Genetic Architect: Discovering Genomic Structure with Learned Neural Architectures

Each human genome is a 3 billion base pair set of encoding instructions. Decoding the genome using deep learning fundamentally differs from most tasks, as we do not know the full structure of the data and therefore cannot design architectures to suit it. As such, architectures that fit the structure of genomics should be learned not prescribed. Here, we develop a novel search algorithm, applicable across domains, that discovers an optimal architecture which simultaneously learns general genomic patterns and identifies the most important sequence motifs in predicting functional genomic outcomes. The architectures we find using this algorithm succeed at using only RNA expression data to predict gene regulatory structure, learn human-interpretable visualizations of key sequence motifs, and surpass state-of-the-art results on benchmark genomics challenges.

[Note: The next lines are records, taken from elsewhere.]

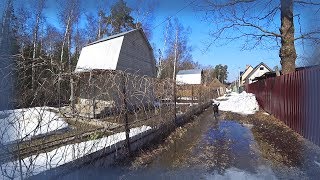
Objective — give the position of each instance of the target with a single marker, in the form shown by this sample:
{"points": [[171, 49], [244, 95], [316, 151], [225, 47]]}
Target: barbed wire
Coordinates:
{"points": [[67, 116]]}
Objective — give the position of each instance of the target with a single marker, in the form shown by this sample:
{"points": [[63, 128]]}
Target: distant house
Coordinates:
{"points": [[258, 71], [129, 51], [99, 64], [244, 74], [191, 76], [217, 86]]}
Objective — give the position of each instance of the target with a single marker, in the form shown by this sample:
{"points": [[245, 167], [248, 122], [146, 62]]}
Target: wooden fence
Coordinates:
{"points": [[294, 99]]}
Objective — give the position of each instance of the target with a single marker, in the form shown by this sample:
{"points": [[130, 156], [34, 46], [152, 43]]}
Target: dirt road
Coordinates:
{"points": [[232, 147]]}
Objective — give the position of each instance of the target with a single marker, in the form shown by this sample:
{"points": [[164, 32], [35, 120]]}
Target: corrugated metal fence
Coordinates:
{"points": [[294, 99]]}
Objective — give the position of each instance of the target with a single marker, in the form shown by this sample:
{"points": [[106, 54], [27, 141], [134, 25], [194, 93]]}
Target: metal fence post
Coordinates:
{"points": [[175, 100], [192, 95], [125, 108]]}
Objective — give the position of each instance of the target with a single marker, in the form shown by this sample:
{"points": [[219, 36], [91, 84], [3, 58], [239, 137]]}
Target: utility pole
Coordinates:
{"points": [[239, 79], [160, 53], [159, 64], [174, 74]]}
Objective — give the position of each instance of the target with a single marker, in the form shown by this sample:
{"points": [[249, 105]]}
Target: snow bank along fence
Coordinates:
{"points": [[294, 99], [52, 118]]}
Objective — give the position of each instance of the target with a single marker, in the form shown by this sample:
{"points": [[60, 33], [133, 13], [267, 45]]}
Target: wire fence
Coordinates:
{"points": [[53, 118]]}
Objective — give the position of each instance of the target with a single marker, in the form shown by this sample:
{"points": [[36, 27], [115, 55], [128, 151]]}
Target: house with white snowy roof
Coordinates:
{"points": [[99, 65], [190, 76], [128, 51], [258, 71]]}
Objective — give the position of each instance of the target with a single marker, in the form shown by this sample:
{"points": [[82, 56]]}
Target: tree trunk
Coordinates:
{"points": [[35, 40], [287, 51]]}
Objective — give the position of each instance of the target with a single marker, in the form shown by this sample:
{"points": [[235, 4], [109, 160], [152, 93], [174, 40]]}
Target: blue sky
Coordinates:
{"points": [[230, 54]]}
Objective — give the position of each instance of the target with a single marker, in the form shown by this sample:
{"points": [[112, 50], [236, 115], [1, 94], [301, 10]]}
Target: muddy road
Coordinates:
{"points": [[232, 147]]}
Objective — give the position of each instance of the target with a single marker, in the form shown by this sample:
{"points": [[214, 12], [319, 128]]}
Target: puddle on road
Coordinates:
{"points": [[228, 144], [211, 149]]}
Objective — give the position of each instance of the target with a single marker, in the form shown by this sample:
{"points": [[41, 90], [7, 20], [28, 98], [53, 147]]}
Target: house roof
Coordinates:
{"points": [[256, 68], [105, 52], [121, 34], [246, 71], [190, 71], [216, 83]]}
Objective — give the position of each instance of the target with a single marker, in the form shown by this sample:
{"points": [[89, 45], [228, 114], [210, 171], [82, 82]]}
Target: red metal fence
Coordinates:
{"points": [[294, 99]]}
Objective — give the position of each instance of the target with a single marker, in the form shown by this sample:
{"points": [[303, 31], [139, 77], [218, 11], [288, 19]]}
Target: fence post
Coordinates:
{"points": [[200, 94], [72, 98], [125, 107], [192, 95], [175, 99]]}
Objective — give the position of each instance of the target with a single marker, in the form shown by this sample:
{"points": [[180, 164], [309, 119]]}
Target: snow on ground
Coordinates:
{"points": [[36, 164], [243, 103], [22, 124]]}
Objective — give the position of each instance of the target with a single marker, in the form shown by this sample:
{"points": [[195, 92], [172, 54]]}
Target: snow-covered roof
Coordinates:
{"points": [[111, 37], [256, 68], [104, 53], [190, 71]]}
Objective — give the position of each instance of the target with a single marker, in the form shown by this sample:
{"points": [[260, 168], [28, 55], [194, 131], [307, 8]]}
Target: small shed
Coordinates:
{"points": [[128, 51], [101, 81], [191, 76], [258, 71], [217, 86]]}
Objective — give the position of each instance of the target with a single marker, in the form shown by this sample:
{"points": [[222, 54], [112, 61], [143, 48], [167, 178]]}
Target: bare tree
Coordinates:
{"points": [[256, 21], [40, 5]]}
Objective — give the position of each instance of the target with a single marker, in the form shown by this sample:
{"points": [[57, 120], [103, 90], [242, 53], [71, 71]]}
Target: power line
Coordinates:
{"points": [[168, 18]]}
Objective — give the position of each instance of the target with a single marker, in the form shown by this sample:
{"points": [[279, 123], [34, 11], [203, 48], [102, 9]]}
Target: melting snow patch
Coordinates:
{"points": [[22, 124], [36, 164], [243, 103]]}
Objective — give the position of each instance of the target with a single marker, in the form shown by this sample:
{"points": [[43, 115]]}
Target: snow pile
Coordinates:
{"points": [[22, 124], [243, 103], [36, 164]]}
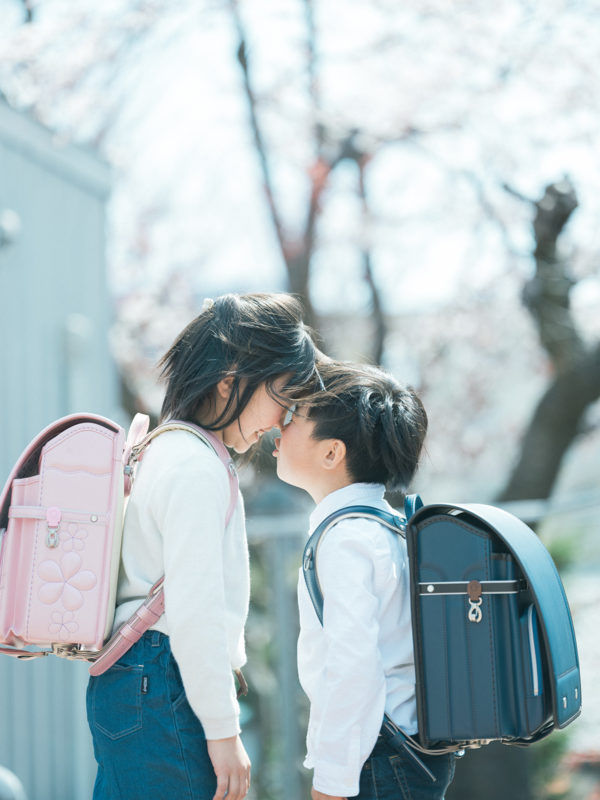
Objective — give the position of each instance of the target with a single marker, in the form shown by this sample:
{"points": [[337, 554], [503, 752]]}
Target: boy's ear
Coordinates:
{"points": [[335, 454], [224, 387]]}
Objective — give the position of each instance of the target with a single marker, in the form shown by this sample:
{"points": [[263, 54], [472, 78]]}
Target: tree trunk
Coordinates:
{"points": [[498, 772]]}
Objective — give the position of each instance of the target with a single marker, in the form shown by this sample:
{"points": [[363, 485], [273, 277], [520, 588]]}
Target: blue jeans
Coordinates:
{"points": [[147, 740], [391, 775]]}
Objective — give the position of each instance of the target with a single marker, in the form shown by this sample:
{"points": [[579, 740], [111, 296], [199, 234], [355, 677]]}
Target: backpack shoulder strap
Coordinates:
{"points": [[150, 611], [207, 437], [394, 522]]}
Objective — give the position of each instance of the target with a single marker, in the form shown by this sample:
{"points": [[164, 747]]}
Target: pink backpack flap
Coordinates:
{"points": [[61, 522], [61, 514]]}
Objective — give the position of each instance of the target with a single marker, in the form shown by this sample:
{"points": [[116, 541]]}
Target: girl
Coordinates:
{"points": [[165, 718], [365, 432]]}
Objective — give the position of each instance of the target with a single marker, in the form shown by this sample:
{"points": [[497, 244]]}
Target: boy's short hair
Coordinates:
{"points": [[382, 424]]}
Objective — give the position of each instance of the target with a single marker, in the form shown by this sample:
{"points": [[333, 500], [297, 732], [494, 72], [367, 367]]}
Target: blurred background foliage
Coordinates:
{"points": [[425, 178]]}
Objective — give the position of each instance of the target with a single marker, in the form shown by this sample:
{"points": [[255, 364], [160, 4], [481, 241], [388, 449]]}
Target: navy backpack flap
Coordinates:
{"points": [[495, 650]]}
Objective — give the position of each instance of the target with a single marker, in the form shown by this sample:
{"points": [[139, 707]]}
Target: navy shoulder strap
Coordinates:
{"points": [[309, 559]]}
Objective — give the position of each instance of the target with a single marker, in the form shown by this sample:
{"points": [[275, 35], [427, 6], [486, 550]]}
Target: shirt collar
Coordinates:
{"points": [[356, 494]]}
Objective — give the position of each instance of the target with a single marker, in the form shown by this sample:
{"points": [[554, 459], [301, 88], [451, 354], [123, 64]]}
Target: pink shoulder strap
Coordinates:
{"points": [[154, 605]]}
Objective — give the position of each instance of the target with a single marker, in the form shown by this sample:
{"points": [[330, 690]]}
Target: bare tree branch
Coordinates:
{"points": [[379, 320], [559, 415], [546, 295]]}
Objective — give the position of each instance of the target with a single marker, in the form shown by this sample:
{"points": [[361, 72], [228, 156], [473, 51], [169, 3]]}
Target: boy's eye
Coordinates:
{"points": [[288, 416]]}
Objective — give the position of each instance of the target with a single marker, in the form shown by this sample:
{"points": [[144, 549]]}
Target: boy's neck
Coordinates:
{"points": [[331, 484]]}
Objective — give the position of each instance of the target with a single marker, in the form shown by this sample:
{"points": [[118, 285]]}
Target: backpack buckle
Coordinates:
{"points": [[53, 518]]}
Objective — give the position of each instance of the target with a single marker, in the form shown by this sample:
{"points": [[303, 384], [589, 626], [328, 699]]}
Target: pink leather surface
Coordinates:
{"points": [[60, 593]]}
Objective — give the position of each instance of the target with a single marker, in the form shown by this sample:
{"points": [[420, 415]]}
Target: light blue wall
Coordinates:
{"points": [[54, 359]]}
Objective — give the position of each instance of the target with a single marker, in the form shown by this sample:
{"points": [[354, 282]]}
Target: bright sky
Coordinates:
{"points": [[501, 93]]}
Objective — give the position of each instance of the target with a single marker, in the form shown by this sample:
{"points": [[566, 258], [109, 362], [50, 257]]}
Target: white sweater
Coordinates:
{"points": [[360, 662], [175, 525]]}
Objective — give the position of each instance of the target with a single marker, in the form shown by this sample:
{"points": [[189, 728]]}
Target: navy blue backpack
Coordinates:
{"points": [[495, 649]]}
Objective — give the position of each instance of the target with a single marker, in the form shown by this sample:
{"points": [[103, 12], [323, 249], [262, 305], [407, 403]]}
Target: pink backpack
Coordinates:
{"points": [[61, 522]]}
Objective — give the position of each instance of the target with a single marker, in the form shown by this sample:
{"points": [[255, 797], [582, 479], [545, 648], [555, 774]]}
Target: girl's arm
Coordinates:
{"points": [[232, 767], [189, 504]]}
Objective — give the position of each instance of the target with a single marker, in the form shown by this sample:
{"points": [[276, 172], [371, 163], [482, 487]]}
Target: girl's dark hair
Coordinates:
{"points": [[382, 424], [253, 337]]}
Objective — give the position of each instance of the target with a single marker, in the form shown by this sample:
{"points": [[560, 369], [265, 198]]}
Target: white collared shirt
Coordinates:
{"points": [[360, 663]]}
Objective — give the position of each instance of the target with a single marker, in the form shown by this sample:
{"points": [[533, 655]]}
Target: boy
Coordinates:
{"points": [[344, 447]]}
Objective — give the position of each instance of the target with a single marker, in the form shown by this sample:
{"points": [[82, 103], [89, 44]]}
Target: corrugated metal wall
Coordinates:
{"points": [[54, 359]]}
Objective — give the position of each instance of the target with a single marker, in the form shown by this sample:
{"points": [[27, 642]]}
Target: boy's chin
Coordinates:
{"points": [[290, 479]]}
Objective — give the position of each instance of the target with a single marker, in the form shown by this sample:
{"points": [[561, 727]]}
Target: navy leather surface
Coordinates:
{"points": [[513, 676]]}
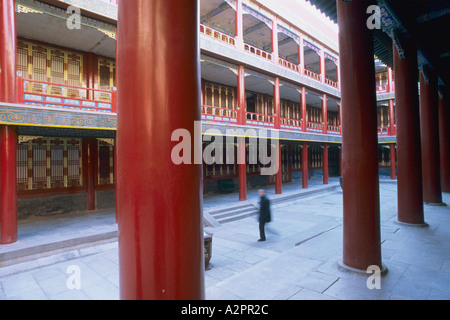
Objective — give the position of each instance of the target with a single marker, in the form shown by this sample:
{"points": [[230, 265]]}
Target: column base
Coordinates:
{"points": [[438, 204], [347, 268], [417, 225]]}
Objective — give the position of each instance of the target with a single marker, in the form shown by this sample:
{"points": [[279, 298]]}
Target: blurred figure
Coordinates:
{"points": [[264, 214]]}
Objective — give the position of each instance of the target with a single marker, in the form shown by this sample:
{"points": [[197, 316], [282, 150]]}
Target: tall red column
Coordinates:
{"points": [[391, 118], [409, 157], [429, 128], [325, 163], [239, 23], [160, 203], [444, 141], [361, 245], [90, 154], [303, 109], [241, 96], [279, 173], [8, 187], [8, 134], [8, 33], [242, 169], [324, 114], [393, 162], [277, 103], [305, 166]]}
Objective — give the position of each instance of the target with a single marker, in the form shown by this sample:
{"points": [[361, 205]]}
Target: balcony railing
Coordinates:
{"points": [[262, 120], [288, 64], [257, 51], [311, 74], [217, 35], [217, 114], [52, 95]]}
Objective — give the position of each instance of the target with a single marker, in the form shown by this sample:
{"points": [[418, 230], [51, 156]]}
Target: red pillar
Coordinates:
{"points": [[279, 173], [303, 109], [241, 96], [8, 189], [429, 128], [391, 118], [160, 203], [90, 153], [305, 166], [275, 40], [8, 83], [91, 72], [324, 114], [393, 162], [444, 141], [325, 163], [239, 25], [8, 134], [361, 246], [277, 102], [242, 169], [409, 157]]}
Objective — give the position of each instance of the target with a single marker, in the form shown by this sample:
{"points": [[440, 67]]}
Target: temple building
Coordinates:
{"points": [[73, 125]]}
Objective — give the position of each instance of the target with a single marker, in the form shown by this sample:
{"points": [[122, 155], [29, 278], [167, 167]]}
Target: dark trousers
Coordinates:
{"points": [[262, 234]]}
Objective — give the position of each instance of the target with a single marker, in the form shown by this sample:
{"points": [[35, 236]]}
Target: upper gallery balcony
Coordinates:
{"points": [[262, 34]]}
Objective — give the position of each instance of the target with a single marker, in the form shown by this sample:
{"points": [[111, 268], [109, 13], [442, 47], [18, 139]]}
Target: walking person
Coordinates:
{"points": [[264, 214]]}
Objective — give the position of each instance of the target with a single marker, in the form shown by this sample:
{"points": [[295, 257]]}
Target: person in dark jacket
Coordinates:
{"points": [[264, 214]]}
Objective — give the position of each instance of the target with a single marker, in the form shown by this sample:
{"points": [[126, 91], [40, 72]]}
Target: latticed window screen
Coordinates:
{"points": [[47, 64], [49, 163]]}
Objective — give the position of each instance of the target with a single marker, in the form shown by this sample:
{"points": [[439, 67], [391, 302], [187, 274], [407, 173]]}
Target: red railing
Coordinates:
{"points": [[331, 83], [257, 51], [334, 129], [264, 54], [47, 94], [314, 127], [263, 120], [217, 114], [387, 131], [311, 74], [288, 64], [287, 123], [217, 35]]}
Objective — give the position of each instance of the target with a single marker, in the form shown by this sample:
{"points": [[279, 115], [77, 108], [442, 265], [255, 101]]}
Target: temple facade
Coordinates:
{"points": [[262, 68]]}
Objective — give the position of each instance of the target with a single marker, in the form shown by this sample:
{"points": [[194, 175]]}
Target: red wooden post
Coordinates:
{"points": [[275, 40], [301, 55], [361, 245], [242, 169], [277, 102], [303, 109], [305, 166], [325, 163], [239, 26], [8, 190], [160, 202], [391, 118], [279, 173], [409, 157], [8, 134], [242, 115], [393, 162], [444, 141], [324, 114], [429, 128], [8, 87]]}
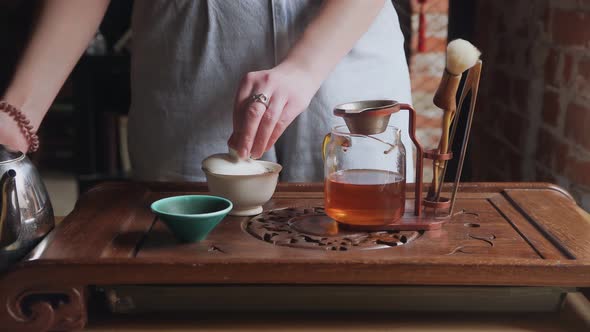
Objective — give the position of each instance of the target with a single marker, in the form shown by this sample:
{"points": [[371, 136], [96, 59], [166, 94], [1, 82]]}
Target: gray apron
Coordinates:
{"points": [[189, 56]]}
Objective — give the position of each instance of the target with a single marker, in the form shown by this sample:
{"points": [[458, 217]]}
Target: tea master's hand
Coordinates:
{"points": [[291, 85]]}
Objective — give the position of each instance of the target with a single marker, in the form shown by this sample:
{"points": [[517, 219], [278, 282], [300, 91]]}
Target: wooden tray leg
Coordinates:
{"points": [[44, 309]]}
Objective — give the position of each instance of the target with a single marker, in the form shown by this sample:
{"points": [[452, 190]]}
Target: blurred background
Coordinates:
{"points": [[532, 121]]}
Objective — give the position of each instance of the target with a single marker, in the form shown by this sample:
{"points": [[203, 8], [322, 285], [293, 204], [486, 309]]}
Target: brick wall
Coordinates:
{"points": [[533, 120], [426, 69]]}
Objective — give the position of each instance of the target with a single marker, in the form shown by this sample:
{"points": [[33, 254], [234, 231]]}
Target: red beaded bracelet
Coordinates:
{"points": [[23, 123]]}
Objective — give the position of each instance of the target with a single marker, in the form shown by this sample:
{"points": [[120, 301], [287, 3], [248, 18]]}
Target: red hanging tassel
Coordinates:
{"points": [[422, 28]]}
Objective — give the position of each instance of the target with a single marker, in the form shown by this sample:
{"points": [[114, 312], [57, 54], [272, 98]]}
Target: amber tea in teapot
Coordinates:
{"points": [[364, 177], [365, 196]]}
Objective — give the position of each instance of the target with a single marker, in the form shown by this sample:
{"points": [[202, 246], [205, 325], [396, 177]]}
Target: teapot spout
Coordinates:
{"points": [[10, 222]]}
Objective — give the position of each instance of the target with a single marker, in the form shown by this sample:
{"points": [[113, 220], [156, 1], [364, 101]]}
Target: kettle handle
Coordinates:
{"points": [[9, 210], [325, 143], [419, 158]]}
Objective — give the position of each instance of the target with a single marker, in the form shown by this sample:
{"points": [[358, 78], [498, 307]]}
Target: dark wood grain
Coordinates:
{"points": [[502, 234]]}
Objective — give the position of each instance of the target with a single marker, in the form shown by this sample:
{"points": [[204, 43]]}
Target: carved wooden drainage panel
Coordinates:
{"points": [[309, 228]]}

GradNets: Dynamic Interpolation Between Neural Architectures

In machine learning, there is a fundamental trade-off between ease of optimization and expressive power. Neural Networks, in particular, have enormous expressive power and yet are notoriously challenging to train. The nature of that optimization challenge changes over the course of learning. Traditionally in deep learning, one makes a static trade-off between the needs of early and late optimization. In this paper, we investigate a novel framework, GradNets, for dynamically adapting architectures during training to get the benefits of both. For example, we can gradually transition from linear to non-linear networks, deterministic to stochastic computation, shallow to deep architectures, or even simple downsampling to fully differentiable attention mechanisms. Benefits include increased accuracy, easier convergence with more complex architectures, solutions to test-time execution of batch normalization, and the ability to train networks of up to 200 layers.